Special Guest Speaker: Michael Drues, Ph.D.


The premarket notification, a.k.a. the 510K, is the most common pathway used to bring new medical devices to market in the US. Yet despite FDA issuing multiple guidance’s since the 510k was created in 1976, 75% of 510k’s are rejected (i.e., via “additional information” requests) and of those that are rejected, nearly 85% are rejected specifically because of substantial equivalence or the lack thereof! Simply put: no 510k should ever be rejected – and certainly not due to substantial equivalence – this is an amateur mistake! (see MDUFA stats). Such delays and rejections result in obvious increases in time and cost to market – many of which could be minimized or avoided!

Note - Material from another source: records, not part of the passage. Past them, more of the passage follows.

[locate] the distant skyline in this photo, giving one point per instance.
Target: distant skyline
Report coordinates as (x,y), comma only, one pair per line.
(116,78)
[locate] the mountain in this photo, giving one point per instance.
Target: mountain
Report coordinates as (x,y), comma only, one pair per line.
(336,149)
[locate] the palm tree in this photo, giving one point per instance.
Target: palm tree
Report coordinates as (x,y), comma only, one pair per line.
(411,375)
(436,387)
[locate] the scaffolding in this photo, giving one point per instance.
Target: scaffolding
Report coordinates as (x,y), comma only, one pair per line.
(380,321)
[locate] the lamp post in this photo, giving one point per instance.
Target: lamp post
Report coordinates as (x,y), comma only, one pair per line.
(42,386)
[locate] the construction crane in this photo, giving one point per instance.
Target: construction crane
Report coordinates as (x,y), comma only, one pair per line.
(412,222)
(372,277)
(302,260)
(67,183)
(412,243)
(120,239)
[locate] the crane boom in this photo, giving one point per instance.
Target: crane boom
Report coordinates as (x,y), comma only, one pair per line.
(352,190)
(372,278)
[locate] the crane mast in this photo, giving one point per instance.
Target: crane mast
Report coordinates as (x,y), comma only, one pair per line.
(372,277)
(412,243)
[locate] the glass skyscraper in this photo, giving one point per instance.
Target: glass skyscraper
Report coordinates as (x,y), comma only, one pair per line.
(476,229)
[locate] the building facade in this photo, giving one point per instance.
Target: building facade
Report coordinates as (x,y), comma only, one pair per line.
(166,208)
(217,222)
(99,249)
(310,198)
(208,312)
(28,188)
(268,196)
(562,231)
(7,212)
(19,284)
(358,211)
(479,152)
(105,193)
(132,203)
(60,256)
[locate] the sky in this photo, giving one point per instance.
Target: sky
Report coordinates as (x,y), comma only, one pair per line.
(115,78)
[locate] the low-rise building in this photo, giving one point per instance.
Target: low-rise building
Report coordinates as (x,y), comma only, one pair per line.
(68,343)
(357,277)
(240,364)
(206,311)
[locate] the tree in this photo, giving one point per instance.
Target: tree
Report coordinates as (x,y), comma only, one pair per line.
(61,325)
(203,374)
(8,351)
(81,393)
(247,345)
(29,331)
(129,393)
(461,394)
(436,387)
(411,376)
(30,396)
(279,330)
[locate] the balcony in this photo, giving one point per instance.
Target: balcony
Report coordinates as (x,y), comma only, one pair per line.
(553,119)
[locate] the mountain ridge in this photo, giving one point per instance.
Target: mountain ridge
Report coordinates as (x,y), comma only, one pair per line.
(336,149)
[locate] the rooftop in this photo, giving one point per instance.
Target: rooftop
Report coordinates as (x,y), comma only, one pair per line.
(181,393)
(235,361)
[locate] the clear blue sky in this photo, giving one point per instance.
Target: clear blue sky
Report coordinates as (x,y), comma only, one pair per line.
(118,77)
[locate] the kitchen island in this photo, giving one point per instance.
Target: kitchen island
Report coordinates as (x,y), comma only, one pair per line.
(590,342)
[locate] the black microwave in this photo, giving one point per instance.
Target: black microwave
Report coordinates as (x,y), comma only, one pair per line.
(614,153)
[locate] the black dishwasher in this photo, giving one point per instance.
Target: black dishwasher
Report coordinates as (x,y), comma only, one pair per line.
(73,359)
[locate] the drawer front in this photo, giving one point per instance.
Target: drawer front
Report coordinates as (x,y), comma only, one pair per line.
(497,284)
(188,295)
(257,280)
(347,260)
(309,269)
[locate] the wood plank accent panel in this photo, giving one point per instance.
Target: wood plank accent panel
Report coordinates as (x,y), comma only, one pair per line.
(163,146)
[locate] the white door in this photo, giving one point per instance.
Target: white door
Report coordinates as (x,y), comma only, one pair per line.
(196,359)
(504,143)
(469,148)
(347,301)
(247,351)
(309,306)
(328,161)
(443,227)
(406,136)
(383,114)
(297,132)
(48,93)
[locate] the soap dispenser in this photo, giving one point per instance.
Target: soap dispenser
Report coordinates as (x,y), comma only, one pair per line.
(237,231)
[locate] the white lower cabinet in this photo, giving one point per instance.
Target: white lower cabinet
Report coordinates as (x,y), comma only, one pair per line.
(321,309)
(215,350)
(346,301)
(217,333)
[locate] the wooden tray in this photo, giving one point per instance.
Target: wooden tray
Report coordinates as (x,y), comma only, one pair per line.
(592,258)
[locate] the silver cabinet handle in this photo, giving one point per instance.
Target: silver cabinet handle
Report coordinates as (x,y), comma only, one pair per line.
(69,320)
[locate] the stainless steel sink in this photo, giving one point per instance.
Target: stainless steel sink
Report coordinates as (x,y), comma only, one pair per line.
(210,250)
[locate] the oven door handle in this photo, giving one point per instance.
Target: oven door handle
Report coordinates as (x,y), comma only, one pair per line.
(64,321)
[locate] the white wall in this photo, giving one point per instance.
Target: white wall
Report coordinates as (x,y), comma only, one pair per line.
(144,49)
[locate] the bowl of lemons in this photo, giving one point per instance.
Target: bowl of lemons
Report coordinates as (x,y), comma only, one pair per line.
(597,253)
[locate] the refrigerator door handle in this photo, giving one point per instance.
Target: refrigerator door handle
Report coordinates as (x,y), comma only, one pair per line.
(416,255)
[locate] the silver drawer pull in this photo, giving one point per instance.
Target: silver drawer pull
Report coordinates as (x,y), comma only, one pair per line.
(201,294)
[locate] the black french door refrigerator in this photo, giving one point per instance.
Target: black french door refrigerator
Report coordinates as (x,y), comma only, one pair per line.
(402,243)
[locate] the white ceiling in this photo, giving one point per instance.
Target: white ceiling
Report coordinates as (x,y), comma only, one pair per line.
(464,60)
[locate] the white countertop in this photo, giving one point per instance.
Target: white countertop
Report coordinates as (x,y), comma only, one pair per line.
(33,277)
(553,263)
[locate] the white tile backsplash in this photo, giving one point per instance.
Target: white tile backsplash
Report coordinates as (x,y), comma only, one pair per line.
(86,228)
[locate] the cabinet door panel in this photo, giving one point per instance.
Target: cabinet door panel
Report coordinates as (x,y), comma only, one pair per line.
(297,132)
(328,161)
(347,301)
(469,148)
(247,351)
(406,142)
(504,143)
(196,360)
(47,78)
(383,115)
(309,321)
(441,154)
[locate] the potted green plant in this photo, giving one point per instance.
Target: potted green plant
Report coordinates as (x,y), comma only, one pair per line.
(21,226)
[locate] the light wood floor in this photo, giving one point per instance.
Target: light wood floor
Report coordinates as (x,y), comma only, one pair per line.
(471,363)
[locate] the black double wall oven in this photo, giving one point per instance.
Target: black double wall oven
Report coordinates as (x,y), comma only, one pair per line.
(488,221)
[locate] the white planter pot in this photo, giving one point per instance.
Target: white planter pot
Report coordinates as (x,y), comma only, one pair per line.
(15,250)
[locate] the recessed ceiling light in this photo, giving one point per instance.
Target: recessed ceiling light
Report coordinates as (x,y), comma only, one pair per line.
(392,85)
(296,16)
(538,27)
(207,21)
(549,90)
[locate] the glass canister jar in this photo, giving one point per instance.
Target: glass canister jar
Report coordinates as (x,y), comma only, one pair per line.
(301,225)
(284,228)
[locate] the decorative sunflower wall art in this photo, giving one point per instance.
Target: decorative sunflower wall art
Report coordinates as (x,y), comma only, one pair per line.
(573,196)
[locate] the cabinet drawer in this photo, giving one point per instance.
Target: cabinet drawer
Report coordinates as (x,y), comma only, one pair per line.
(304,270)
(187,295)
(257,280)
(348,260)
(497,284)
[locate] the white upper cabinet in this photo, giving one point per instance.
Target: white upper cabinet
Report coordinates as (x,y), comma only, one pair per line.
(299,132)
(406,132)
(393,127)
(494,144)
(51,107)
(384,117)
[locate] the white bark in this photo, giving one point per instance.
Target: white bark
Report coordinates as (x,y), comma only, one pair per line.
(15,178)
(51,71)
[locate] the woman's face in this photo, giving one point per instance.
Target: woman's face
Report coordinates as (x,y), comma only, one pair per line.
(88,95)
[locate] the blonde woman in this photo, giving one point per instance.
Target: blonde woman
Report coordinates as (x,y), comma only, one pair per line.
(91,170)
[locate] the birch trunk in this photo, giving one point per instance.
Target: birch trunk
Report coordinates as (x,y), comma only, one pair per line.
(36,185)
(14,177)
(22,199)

One area receiving regulatory scrutiny is the substantial equivalence (SE) argument. Simply put without a strong substantial equivalence argument, your 510k submission will not be successful. And if FDA says your device is not substantially equivalent (NSE), does it mean your device is in fact NSE? Not necessarily! But what does SE really mean and how do I show it? How do I use not just what the regulation says but also what it does not say to my advantage? Using the case study approach, these questions and others will be presented in an interactive fashion. Following this presentation, participants will:


• understand the regulatory requirements of substantial equivalence and how to use them to your advantage
• learn to design a substantial equivalence strategy using regulatory logic and how to defend it
• appreciate the split- and multi-predicate strategies and how and when to use each
• be aware of several new FDA guidance documents and how to use them to your advantage
• learn what to do if FDA says your device is NSE, i.e., does NSE necessarily mean NSE? what are your options?
• discuss the proposed changes currently under debate and what the future may hold for the 510K program
Bottom line: knowing what regulation says, although a good start, is not enough – know how to use it to your advantage!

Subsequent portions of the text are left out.